Cordell Bank is characterized by a combination of oceanic conditions and undersea topography that supports rich and diverse marine communities. Two worlds come together at this offshore-submerged island: open ocean species thrive in close proximity to a benthic reef community.

The bank consists of a series of steep-sided ridges and narrow pinnacles resting on a plateau 300 to 400 feet deep. The shallowest depth on Cordell Bank is 115 feet below the sea surface, yet only a few miles to the west there are water depths of 6,000 feet.

The calendar year at Cordell Bank can be broken into three oceanographic seasons: upwelling season, relaxation season, and winter storm season.

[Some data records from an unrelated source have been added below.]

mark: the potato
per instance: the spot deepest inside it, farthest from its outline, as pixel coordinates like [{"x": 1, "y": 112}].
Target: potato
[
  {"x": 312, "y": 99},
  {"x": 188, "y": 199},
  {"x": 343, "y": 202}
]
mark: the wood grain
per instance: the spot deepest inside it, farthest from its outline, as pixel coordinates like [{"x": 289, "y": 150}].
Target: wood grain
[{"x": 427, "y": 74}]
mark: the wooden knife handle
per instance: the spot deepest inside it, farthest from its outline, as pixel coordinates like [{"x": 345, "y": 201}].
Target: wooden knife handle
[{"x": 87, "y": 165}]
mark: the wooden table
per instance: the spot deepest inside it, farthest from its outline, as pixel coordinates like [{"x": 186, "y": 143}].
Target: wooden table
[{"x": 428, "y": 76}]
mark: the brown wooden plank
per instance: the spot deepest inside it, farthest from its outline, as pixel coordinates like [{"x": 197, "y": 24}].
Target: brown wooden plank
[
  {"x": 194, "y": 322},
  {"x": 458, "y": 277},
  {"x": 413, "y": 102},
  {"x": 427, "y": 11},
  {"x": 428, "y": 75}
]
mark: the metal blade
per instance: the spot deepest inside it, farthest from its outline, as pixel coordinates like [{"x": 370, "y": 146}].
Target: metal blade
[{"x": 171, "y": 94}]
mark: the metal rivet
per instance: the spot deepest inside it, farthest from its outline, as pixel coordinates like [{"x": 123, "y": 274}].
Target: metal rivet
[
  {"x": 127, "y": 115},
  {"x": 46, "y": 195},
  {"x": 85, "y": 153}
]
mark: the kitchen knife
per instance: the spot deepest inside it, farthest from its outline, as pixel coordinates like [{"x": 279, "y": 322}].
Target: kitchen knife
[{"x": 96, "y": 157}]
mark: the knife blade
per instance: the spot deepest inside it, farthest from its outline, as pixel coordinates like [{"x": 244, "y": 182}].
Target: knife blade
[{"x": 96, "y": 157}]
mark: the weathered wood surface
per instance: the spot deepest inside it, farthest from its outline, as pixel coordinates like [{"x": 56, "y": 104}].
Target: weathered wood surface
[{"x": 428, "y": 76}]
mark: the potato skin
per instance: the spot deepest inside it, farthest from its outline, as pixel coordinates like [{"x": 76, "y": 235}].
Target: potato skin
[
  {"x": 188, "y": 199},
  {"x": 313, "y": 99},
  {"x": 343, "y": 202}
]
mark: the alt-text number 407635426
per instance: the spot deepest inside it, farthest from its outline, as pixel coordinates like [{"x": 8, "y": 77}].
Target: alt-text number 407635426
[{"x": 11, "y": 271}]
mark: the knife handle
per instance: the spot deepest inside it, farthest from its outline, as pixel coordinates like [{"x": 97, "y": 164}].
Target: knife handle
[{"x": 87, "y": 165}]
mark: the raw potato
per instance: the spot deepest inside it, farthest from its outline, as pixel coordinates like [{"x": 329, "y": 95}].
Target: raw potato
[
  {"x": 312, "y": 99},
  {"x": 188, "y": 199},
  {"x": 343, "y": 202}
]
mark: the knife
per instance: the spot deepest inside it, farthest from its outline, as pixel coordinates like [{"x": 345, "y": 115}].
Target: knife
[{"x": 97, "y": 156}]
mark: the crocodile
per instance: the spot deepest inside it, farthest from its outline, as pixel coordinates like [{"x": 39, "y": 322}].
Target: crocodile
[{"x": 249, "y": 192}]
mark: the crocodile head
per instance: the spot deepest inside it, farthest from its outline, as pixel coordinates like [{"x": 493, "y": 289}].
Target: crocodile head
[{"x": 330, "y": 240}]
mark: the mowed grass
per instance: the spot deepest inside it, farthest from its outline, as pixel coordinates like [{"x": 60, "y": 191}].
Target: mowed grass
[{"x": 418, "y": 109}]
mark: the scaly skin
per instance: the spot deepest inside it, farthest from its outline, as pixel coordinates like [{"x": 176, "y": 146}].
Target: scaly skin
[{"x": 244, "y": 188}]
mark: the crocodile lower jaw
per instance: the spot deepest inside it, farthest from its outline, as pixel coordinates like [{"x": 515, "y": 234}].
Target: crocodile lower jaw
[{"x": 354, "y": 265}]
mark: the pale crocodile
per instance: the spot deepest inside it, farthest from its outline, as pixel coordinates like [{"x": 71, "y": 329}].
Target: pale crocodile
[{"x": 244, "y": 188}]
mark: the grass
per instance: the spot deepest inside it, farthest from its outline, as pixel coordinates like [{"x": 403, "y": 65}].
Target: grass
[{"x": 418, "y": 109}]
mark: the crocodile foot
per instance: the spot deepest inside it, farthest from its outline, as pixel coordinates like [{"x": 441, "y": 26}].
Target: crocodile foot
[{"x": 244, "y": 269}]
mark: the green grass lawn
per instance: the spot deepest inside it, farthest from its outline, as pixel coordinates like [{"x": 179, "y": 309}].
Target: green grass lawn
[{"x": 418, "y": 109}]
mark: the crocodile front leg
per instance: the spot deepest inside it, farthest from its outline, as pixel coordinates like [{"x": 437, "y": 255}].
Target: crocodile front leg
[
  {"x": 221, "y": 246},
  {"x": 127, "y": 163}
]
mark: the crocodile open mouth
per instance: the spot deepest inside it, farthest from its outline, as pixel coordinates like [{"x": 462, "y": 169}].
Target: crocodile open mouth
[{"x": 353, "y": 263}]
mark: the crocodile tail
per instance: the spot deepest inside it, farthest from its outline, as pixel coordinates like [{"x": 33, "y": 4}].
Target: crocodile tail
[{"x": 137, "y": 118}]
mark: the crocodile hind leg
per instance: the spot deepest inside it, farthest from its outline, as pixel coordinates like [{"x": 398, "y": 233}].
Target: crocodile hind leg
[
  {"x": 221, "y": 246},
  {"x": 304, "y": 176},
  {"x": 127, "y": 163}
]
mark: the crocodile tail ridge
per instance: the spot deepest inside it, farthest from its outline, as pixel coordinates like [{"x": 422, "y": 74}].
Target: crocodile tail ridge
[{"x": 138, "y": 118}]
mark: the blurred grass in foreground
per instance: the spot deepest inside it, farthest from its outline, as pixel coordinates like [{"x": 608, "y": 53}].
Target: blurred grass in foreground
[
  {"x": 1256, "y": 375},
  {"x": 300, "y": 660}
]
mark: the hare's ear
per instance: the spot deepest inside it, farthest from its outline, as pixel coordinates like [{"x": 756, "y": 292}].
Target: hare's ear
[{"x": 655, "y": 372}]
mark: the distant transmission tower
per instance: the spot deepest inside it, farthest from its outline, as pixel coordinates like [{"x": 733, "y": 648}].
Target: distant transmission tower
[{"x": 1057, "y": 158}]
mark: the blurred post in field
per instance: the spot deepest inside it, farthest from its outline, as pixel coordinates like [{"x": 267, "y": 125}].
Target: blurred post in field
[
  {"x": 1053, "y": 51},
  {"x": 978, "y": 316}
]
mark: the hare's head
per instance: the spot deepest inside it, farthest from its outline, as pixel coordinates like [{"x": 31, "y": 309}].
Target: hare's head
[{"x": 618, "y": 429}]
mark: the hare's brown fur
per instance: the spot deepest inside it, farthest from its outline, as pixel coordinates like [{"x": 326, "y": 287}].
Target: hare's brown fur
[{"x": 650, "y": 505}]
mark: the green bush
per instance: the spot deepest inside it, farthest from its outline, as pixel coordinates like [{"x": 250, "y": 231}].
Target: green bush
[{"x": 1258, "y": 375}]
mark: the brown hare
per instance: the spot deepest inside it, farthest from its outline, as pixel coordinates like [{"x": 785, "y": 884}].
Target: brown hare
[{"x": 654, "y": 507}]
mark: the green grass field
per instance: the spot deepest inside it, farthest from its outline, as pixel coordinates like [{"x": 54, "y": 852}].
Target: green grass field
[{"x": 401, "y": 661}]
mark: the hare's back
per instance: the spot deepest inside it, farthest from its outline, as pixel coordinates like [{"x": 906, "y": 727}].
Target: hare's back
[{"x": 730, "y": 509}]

Seabirds and Marine Mammals

The waters around Cordell Bank provide critical foraging habitat for many species of seabirds. Seabird density over Cordell Bank can be among the highest of any area in central and northern California. Nearly seventy bird species have been observed in the sanctuary. The composition of seabirds found at Cordell Bank is a mix of local breeding birds and highly migratory, open-ocean species.

Management

The highest priority for CBNMS is resource protection. The sanctuary staff takes a leading role in ecosystem management, focusing on biological and physical processes. Together, with our partners, we work to protect biological communities and their habitats. By addressing current management issues and anticipating future challenges to Cordell Bank National Marine Sanctuary, we strive to maintain a healthy marine environment now and for future generations.

The sanctuary staff seeks to:

  • Improve the conservation, understanding, management, and sustainable use of marine resources
  • Enhance public awareness, understanding, and appreciation of the marine environment
  • Investigate and enhance understanding of ecosystem processes through continued scientific research, monitoring, and characterization to support ecosystem-based management
  • Maintain for future generations the habitat and ecological integrity of the natural assemblage of living resources that inhabit these areas
  • Maintain the natural biological communities, protecting and (where appropriate) restoring natural habitats, populations, and ecological processes
  • Provide authority for comprehensive and coordinated conservation and management of these marine areas and activities affecting them, in a manner that complements existing regulatory authorities
  • Create models of, and incentives for, ways to conserve and manage these areas, including the application of innovative management techniques
  • Cooperate with global programs encouraging conservation of marine resources.